Now, I wrote a comment on TSS where I think the "Evolutionary" name may be applicable to the architecture concept I have:
In several discussions I had had, the idea of an architecture is repeatedly presented as a bunch of paper with fixed ideas that will not come true after all. I argue that should not be true.
Granted, a bunch of paper may define the "architecture to be", but the architecture is not ideas but the actual structure of working software at the end. So, Architects must define the final goal not as an stone written truth, but as an ideal outcome which will be supported by principles and guidelines to succeed. Those guidelines should show the path of adjustments to the ideas depending on the construction evolution. And all that is aimed to solve the stakeholders concerns.
In that line, and architecture is what you get at the end, and you set your goals and guides to drive the solution at the beginning, and make your decisions not as late as you could but as soon as they are in the best moment to be taken. (Yes, it is not the same). Under that idea, the architecture is something alive, that will change over time while it is being developed. It "evolves", and that is what I like about the article.
Still, something feels not quite right with this. And that is the idea of thinking we have an architecture from the beginning to evolve. Yes, what we have is a goal with a nice idea of what the architecture will be, but no real architecture (remember the real architecture is what you have once the project is done).

Now, let's clarify this further:

Evolution: the process of removing and adding features or improvements so the new product is better. The natural evolution may be by chance, but the induced evolution is pre-defined.

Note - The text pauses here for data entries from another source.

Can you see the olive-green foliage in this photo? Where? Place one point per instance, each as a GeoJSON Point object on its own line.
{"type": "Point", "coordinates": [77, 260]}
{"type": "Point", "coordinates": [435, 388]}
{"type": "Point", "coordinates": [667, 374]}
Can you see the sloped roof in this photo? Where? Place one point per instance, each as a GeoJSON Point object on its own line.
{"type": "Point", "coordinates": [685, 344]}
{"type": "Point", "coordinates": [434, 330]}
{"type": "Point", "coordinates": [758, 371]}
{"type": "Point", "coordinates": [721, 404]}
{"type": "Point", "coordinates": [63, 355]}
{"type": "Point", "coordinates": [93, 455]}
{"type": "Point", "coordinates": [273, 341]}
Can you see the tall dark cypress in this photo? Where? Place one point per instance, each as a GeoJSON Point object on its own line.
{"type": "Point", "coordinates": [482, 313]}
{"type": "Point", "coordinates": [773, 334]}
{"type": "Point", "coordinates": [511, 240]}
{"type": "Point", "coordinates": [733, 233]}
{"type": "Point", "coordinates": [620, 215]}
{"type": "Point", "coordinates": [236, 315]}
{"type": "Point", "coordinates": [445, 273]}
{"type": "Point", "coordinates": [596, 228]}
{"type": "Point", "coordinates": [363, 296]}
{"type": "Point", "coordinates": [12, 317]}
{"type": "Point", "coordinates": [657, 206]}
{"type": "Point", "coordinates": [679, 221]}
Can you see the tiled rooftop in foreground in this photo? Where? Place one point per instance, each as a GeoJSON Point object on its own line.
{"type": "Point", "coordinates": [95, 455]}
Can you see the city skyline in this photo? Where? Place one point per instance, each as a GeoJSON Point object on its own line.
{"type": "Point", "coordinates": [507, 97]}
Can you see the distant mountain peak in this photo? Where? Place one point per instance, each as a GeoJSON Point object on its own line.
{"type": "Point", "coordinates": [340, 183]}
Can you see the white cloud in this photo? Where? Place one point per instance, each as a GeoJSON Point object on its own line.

Evolution Rules:Evolution always follow a predefined set of rules. For architecture, these are the principles and guidelines defined at the beginning of the project.

Designed Architecture: The description of the Architecture-to-be that solves the stakeholder concerns.

Real Architecture: The one you have in every system, even if it is not documented. Of course, you need to finish the system first.

Using the above terms, you can have a set of concerns, the you design an architecture and a set of principles and guidelines to construct it. Those principles should allow for modifications based on a retrospective analysis of the results so far, at each step of construction. Once construction is over, you have the real architecture.

The thing that evolves, is the actual architecture design, the real architecture is emerging. Unless you construct whatever you think of first and then start changing all that is not working to improve. There you can have not one, but several architectures, one is the evolution result from the previous one.

Finally, you can have, as Neal mentions, an architecture designed to evolve (with flexibility included), which is different of what we are talking here. That would be an evolving system that has an architecture that allows it. Tricky!